China has emerged as a key partner in constructing and funding several infrastructure projects in Bangladesh, such as the Padma Multipurpose Bridge project, several expressways, and power plants.

As of January 2021, the government was implementing nine crucial development projects, such as the multilane road tunnel under the Karnaphuli River, with Chinese loans and credits, the Dhaka Stock Exchange enlisted the Shanghai and Shenzhen stock exchanges as strategic partners to spur the digital modernization of the trading system. The Chinese exchanges are expected to help set up platforms with information about listed companies, offer tools to analyze performance, help increase network security and provide digital surveillance software.

The rising economic engagement has been accompanied by heightened political coordination. The CCP has been reaching out and holding meetings with the ruling Awami League and its principal opponent, the Bangladesh National Party (BNP), since at least 2015. These elite and institutional relationships have made rapid progress. In addition, China has launched multiple initiatives to develop what it calls “soft influence.” Friendship centers, cultural programs, and engagements with think tanks, newspapers, and local governments around the country are China’s channels of choice. China has also been using scholarships and educational exchanges to reach out to Bangladeshis, especially younger ones. It has emerged as the preferred overseas destination for Bangladeshi students. However, it is China’s image as an economic powerhouse that is most attractive to the public—creating the impression of it as a “wealth creator” in Bangladesh and not merely an actor passing through the country temporarily.

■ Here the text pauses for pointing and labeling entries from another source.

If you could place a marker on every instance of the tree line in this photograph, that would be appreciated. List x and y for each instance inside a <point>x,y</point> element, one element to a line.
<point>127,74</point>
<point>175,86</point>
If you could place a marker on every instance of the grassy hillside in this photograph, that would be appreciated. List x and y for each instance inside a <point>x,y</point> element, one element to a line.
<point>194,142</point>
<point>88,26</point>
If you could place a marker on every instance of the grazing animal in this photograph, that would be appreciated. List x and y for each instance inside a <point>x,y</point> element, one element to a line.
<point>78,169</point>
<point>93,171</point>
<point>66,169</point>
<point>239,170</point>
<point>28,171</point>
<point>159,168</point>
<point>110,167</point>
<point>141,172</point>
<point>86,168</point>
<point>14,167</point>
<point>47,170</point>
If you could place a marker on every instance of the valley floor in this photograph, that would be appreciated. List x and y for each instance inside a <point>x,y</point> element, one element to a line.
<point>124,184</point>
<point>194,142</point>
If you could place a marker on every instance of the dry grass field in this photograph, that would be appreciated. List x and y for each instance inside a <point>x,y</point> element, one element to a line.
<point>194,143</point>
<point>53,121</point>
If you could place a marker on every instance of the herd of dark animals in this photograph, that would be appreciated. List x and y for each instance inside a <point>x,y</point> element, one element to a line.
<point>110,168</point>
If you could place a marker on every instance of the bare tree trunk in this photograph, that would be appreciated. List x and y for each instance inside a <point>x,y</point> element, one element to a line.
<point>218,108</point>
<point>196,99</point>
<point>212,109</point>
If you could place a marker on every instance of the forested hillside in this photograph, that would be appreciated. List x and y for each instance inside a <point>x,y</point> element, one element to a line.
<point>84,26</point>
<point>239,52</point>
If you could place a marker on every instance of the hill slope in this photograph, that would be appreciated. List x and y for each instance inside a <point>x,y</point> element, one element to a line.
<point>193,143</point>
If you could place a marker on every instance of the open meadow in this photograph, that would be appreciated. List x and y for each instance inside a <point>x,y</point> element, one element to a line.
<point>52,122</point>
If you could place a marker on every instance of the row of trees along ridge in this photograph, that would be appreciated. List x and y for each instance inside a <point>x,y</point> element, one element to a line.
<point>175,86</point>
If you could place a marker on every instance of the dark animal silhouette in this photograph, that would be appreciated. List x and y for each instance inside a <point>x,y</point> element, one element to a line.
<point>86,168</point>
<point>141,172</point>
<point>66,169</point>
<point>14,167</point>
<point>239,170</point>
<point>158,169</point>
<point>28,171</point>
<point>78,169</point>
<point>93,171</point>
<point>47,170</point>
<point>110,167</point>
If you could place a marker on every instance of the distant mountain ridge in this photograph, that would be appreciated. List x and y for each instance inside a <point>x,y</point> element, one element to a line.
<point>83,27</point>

Bilateral relations were not always smooth and warm. China’s position towards Bangladesh has evolved over the 50 years since 1971 from hostility into a reluctant embrace and is now a “strategic partnership.” Current Bangladesh-China relations rest on a mix of pragmatism, strategic ambiguity, and political accommodation. Bangladesh and China have built a deep interdependence that is tilting increasingly in China’s favor. Convergences in their strategic calculations, for instance, their mutual view of India as a common threat – and economic incentives are the principal drivers of improving relations. With the launch of China’s Belt and Road Initiative (BRI). Dhaka formally joined the BRI during President Xi’s visit to Bangladesh in 2016, when relations were upgraded to a strategic partnership.

In Bangladeshi geopolitics, India has long been at the center due to its geographic proximity. Meanwhile, as a global power, the United States has exercised the greatest economic and political leverage over Bangladesh.

Other regional powers, such as China and Japan, had a more peripheral role until China’s rise as an economic and military power cemented its ability and confirmed its willingness to exert its influence beyond its borders into South Asia, providing Bangladesh an opportunity for a new partner to the north.

Bangladesh recognized the new opportunity that China represents; realpolitik began to dictate its foreign policy calculations, powered primarily by economic incentives. China’s appeal lay in contrast with India’s hegemonic posture, coercive tactics, and resource scarcity, especially when garlanded with China’s practice of non-interference in Bangladesh’s domestic affairs. Consequently, Dhaka faces the risk of becoming embroiled in a China-India tug-of-war for regional influence. It has so far avoided this trap by maintaining balanced relations with both, emphasizing political and cultural amities with India and economic ties with China. This balancing act is growing more challenging as competition between China and the US intensifies and India’s desire to further strengthen its regional influence grows.